Democratic Congressman John Yarmuth pledged Thursday to vote against Republican-sponsored legislation to freeze interest rates on federal student loans, calling the plan a cynical ploy against two vulnerable groups.
Earlier this week, President Obama held rallies on three different college campuses urging lawmakers to stop subsidized Stafford loan interest rates from doubling. The increase would affect more than 7.4 million students increasing the interest cots from 3.4 percent to 6.4 percent.
Facing mounting political pressure, House Republicans introduced a plan that finances the cost by cutting $6 billion in Mr. Obama’s health care law, which Speaker John Boehner, R-Oh., called a “slush fund” that hurts small businesses. But that part of the Affordable Care Act is meant to help state and cities fight against chronic conditions such as heart disease, cancer and diabetes.
Yarmuth says Republicans are forcing a vote that pits helping young people against protecting seniors, and that he won’t go along with the idea.

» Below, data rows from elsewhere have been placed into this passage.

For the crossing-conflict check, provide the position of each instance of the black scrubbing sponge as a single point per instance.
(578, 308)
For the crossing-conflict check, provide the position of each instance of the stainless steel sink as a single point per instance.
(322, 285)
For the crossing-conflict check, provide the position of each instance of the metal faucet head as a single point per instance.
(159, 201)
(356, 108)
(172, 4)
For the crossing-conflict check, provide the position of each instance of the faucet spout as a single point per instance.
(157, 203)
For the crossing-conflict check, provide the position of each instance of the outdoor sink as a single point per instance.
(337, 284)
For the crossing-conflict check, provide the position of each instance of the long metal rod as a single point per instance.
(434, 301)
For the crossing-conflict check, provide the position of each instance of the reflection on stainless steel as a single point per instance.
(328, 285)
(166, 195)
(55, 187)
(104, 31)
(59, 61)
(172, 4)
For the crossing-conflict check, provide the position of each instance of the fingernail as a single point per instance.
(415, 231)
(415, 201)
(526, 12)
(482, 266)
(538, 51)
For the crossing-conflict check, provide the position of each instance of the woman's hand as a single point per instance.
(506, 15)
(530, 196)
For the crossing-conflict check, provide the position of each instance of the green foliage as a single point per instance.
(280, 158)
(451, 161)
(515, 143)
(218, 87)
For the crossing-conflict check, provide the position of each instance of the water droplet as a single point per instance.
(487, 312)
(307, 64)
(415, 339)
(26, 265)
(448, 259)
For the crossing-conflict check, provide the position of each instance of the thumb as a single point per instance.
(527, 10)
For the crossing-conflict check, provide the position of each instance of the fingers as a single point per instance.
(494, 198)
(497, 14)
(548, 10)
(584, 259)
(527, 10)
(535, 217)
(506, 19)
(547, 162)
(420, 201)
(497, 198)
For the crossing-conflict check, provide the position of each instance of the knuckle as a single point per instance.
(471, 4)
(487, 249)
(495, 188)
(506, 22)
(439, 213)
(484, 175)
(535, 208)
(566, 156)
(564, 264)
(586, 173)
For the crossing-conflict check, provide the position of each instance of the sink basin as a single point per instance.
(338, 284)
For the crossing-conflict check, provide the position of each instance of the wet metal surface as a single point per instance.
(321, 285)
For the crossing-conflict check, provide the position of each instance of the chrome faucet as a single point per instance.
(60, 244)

“What the Republicans are trying to do—and I think it’s a very cynical approach—is just to say we’re cutting money out of Obamacare because they think they can slip that by the American people. This is a very, very cynical approach to government and there is no substantive justification for what they’re trying to do,” he says.
Leaders of both parties have come out in support of the idea of extending the interest loan cuts, which were first passed by Congress in 2007. Initially, GOP lawmakers were critical of Mr. Obama’s push and called it a re-election ploy, but after Republican presidential candidate Mitt Romney embraced the call for freezing interest rates, House and Senate Republicans stitched together a plan.
“Providing our nation’s young adults with affordable higher education is critical to ensuring America remains competitive,” Sen. Dan Coats, R-In, said in a statement. “Both sides of the aisle are on board with preventing interest rates on student loans from doubling. Congress must ensure students receive the support they need without raising taxes on job creators or adding more to the nation’s unsustainable debt.”
Senate Democrats have also proposed their own version that pays for the interest rates by raising Social Security and Medicare payroll taxes on wealthier Americans and corporations.
Political observers predict the vote could put House Democrats in a bind and force them to vote against a key proposal that the president is pushing during an election year.
But Yarmuth says politics won’t be on his mind voting against the measure and he hopes citizens will see through political fog.
“I voted for the law back in 2007 that reduced the interest rates and my record is very clear. I think that we can justify lower interest rates for the Stafford loan program and I don’t think Americans are going to be deceived by this, what is pretty much a political stunt,” he says.
The House is schedule to vote on the GOP measure Friday.